The parents’ attention includes their sensitivity in perceiving the possible religious questions latent in their children’s minds, at times obvious but at other times hidden. Then, joy: the communication of faith must always have joyful tones. It is the Easter joy that does not stay silent or conceal the realities of pain, of suffering, of effort, of difficulty, of incomprehension and of death itself, but that can offer criteria for interpreting all things in the perspective of Christian hope. The good life of the Gospel is precisely this new perception, this capacity to see God with one’s own eyes in every situation. It is important to help all the members of the family understand that faith is not a burden but a source of profound joy, that it is perceiving God’s action, recognizing the presence of goodness that does not make a sound; and it offers precious guidance for living life well. Lastly, the capacity for listening and for dialogue: the family must be a milieu in which we learn to be together, to settle disagreements in conversation with each other, which consists in listening and speaking, in mutual understanding and love, so as to be a sign for each other of God’s merciful love.
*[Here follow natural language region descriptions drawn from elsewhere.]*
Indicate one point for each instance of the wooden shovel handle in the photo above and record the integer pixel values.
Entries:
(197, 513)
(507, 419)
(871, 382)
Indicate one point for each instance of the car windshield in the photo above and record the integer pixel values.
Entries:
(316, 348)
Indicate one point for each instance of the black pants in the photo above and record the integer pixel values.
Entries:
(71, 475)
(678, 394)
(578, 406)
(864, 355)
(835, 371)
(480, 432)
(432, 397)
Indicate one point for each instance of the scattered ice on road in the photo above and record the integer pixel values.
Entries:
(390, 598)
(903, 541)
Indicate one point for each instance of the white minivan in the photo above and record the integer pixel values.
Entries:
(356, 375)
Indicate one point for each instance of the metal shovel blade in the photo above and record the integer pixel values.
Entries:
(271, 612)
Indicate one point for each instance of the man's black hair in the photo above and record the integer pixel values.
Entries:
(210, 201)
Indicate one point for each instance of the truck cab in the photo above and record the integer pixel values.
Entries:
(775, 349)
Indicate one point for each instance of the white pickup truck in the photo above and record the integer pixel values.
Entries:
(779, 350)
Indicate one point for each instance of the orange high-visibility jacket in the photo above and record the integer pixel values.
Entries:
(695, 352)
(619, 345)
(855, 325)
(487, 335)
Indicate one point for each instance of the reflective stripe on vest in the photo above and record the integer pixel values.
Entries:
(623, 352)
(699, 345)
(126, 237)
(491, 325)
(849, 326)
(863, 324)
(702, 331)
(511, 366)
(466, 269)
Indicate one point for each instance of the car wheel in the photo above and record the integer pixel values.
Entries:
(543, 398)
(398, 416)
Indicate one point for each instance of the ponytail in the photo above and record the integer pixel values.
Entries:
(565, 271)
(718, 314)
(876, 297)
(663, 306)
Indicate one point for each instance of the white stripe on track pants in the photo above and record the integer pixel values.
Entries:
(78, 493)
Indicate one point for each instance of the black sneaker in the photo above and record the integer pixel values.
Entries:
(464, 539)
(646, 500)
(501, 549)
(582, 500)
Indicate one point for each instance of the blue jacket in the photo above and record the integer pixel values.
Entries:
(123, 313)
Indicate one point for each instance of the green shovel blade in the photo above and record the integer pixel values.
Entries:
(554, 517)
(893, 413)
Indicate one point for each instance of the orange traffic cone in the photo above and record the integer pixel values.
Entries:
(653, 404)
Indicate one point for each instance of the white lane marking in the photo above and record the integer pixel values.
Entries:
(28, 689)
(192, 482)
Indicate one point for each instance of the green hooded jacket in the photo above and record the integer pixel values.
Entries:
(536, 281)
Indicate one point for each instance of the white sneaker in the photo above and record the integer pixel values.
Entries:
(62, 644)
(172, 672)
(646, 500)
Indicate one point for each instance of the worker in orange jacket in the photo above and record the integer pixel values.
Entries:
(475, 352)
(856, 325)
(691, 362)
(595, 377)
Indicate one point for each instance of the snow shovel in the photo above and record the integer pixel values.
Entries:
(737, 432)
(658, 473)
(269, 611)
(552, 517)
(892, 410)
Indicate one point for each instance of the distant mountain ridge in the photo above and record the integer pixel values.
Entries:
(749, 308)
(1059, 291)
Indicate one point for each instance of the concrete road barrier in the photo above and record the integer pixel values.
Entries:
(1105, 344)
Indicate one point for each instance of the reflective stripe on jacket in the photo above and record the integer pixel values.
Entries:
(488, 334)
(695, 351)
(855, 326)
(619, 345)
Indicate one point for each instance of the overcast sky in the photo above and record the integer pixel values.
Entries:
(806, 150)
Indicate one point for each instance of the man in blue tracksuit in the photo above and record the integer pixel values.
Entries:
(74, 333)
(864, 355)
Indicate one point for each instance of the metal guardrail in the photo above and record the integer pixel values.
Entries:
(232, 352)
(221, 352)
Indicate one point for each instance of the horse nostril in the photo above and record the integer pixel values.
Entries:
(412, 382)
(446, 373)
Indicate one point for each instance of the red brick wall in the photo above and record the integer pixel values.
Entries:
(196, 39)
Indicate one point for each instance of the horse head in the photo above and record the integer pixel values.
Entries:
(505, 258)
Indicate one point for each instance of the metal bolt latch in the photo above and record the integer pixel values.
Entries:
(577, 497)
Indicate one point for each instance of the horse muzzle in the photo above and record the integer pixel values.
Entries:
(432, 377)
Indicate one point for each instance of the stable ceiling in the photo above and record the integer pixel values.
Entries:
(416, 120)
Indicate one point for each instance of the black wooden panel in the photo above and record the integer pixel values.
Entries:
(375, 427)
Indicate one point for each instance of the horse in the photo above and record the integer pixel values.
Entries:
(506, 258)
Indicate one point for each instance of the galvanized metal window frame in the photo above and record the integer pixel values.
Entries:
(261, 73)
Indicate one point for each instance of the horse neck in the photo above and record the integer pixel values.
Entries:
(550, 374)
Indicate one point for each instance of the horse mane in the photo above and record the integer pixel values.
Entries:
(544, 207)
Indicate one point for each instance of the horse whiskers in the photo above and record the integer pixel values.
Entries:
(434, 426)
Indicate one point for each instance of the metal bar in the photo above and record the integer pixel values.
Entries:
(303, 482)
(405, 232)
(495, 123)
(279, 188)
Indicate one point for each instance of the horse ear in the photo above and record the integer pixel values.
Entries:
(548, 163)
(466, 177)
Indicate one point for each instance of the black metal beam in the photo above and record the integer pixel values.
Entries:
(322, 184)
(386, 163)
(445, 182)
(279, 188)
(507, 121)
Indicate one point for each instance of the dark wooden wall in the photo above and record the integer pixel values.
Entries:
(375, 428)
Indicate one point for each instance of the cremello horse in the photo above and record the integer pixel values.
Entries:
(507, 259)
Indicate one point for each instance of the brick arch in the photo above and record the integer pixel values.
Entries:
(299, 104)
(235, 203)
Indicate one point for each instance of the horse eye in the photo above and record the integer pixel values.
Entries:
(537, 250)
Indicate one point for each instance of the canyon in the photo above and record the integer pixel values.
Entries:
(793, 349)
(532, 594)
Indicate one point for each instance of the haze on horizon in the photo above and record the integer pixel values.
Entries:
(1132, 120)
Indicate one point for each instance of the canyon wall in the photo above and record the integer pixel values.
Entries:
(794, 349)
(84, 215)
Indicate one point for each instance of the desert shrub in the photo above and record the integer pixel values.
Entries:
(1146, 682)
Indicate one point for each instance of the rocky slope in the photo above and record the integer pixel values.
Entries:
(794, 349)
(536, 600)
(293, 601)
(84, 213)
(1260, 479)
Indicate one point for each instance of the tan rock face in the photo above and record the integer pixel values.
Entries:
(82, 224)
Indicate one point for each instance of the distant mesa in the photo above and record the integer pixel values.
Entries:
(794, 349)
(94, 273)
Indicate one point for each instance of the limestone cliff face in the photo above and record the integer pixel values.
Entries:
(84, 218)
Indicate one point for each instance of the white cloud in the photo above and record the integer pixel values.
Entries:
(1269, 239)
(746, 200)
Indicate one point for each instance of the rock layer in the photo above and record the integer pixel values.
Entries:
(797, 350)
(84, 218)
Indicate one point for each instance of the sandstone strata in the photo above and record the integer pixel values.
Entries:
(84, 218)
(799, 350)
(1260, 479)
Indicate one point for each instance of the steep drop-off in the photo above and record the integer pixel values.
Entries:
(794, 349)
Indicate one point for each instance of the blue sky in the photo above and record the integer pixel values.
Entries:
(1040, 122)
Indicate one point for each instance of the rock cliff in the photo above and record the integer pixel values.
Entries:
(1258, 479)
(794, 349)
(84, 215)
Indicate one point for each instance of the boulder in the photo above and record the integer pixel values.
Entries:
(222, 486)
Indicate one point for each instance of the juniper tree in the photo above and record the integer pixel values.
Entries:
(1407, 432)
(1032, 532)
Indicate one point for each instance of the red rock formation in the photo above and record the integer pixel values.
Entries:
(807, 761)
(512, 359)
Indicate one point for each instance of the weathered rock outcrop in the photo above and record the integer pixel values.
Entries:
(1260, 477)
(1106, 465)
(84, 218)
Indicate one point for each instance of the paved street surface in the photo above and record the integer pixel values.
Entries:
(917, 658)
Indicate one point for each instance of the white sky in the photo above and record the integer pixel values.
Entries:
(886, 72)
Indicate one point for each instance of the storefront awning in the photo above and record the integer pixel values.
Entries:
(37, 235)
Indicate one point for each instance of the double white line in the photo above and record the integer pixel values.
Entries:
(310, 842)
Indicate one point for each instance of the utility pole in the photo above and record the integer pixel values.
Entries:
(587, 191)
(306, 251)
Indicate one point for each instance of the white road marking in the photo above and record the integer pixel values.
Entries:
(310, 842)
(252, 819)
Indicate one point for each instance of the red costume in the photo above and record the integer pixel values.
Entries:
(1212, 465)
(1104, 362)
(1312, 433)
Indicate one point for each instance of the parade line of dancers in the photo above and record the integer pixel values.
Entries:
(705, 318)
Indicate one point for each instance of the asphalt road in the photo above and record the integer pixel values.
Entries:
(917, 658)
So it is that talking about God means making people realize through our speech and example, that God is no rival in our existence but rather is its true guarantor, who guarantees the greatness of the human person. Thus we return to the beginning: speaking of God is communicating what is essential, forcefully and simply, through our words and through our life: the God of Jesus Christ, that God who showed us a love so great that he took flesh, died and rose again for us: that God who asks us to follow him and to let ourselves be transformed by his immense love in order to renew our life and our relationships; that God who has given us the Church, so that we may walk together and, through the word and the sacraments, renew the entire city of men and women, so that it may become a City of God.


To special groups:

I offer a cordial welcome to the members and associates of the Catholic Medical Missionary Board, with gratitude for their charitable concern for the health care needs of our brothers and sisters in developing countries. Upon all the English-speaking pilgrims present at today’s Audience, including the groups from Nigeria, Korea and the United States of America, I invoke God’s blessings of joy and peace.


APPEAL

World AIDS Day will be celebrated on 1 December to draw attention to a disease that has taken a toll of millions of lives and caused tragic human suffering, particularly acute in the world’s poorest regions that only with great difficulty have access to effective medicines. My thoughts turn in particular to the large number of children who contract the virus from their mothers every year, despite the preventive treatment that exists. I encourage the many projects in the context of the ecclesial mission that are being promoted to eliminate this scourge.

* * *

Lastly, I address an affectionate thought to the young people, the sick and the newlyweds. May the Season of Advent that is about to begin be an incentive to you, dear young people, to rediscover the importance of faith in Christ; may it help you, dear sick people, to face your suffering with you gaze turned to the Infant Jesus; may it increase in you, dear newlyweds, the meaning of God’s presence in your new family.